While China Sunergy is far from a perfect company, it is also questionable if it deserves current valuations. Granted its trailing earnings mean little when earnings are most definitely slated to drop this year. Even so, Wall Street still expects the company to be profitable in 2011. After all, even if China Sunergy’s profits dropped by 80%, it would still only trade at 5x this year’s earnings. On an intrinsic level, China Sunergy currently trades at less than a quarter of its book value.

China Sunergy is not without issues, however, as noted in previous articles. Although from a cost standpoint, the company is better positioned than many others outside of China in the solar industry, its sales channel is still not as strong as top tier producers such as Trina Solar (TSL), Suntech Power (STP), and Yingli Green Energy (YGE). In other words, its sales forecast is not secure as its higher tier peers. Although the company did warn on its second quarter, China Sunergy's cost structure is still competitive enough to generate profits once costs normalize to current spot market pricing spreads. As long as China Sunergy can maintain lowered 2011 shipment forecast of 580-600MW, earnings this year should still be around a third of 2010 levels. While a 60-70% decline in annual net income may sound dramatic, so is a PE of 1.

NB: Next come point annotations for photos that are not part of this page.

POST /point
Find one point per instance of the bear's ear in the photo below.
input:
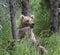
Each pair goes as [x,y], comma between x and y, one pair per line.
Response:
[22,16]
[32,16]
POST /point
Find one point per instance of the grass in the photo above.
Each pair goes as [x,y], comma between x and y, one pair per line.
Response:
[24,47]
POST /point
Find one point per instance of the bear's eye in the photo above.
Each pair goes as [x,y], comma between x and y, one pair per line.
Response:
[27,21]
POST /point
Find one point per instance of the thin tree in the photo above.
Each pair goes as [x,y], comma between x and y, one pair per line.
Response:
[54,15]
[12,16]
[25,7]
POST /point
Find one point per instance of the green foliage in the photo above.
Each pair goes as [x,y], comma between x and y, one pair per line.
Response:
[42,27]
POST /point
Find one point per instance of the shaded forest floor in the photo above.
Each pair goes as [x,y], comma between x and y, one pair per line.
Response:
[52,44]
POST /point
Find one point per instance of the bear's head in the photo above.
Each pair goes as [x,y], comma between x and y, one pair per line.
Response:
[27,21]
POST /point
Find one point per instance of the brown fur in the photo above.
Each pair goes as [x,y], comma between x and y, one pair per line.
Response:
[24,29]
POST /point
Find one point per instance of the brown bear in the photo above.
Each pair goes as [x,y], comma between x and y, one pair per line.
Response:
[26,28]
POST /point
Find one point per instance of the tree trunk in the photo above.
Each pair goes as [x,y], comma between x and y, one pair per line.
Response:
[12,16]
[25,7]
[54,15]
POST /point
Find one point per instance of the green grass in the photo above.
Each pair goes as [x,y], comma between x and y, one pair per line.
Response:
[24,47]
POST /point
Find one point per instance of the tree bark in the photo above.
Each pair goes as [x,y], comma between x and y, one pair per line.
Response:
[54,15]
[12,16]
[25,7]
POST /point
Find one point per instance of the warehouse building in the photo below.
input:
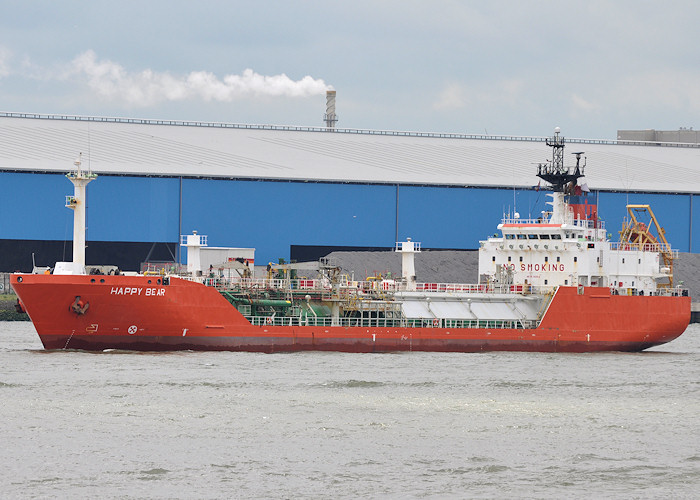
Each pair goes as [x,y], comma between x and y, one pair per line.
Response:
[300,192]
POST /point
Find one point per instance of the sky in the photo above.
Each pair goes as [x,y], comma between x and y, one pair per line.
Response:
[472,67]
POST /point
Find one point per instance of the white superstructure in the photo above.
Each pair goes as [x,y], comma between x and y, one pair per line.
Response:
[569,246]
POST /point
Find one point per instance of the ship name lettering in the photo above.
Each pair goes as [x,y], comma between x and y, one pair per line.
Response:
[138,291]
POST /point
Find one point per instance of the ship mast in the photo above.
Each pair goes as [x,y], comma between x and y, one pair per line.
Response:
[562,179]
[77,203]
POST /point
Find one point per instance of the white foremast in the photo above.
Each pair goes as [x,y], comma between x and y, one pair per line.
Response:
[77,203]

The company did announce good news lately when the Court of Appeal in Norway ruled in its favor. China Synergy’s $50m legal struggle with REC had been an overhang for almost two years, but with this favorable ruling, $50m of restricted cash on the company’s balance sheet should move to a free cash position. Based on its first quarter earnings report, cash and restricted cash totals were slightly over $160m. As long as China Sunergy’s large $156m accounts receivable balance is indeed insured as the company has stated in prior earnings conference calls, its liquid assets are still higher than its total corporate debt of $284m.

To be sure, China Sunergy carries much higher risk than most other U.S.-listed Chinese solar companies. Relatively speaking, 1 PE may still not be as attractive as a 3-4 PE for much stronger peers with less risk uncertainty. Still, current valuations appear as irrational on opposite extremes as technology and internet stocks during the y2k bubble. Unless those technology and internet companies grew at astronomical rates, valuations in the hundreds of PE back then were unsustainable.

As it turned out, a handful of companies indeed grew into those valuations but the vast majority collapsed and faded away. On the opposite spectrum, China Sunergy’s current valuations practically imply the company will fail to exist. While risks are higher at China Sunergy, based on all the information present today it is unlikely the company is at risk of failing. Current valuations for both China Sunergy as well as other U.S.-listed Chinese solar peers may be unsustainably low.

If nothing else, these two examples illustrate perfectly how far investor sentiment can swing in such a short period of time. Will the pendulum reverse to the opposite extreme in the next dozen years? Only time will tell. But one aspect of the stock market will never change: Regardless of how investors value stocks at any given point in time, stocks are still shares of companies where actual businesses are unlikely to endure as dramatic swings.

Disclosure: I am long TSL, YGE.

Additional disclosure: No position in CSUN, STP.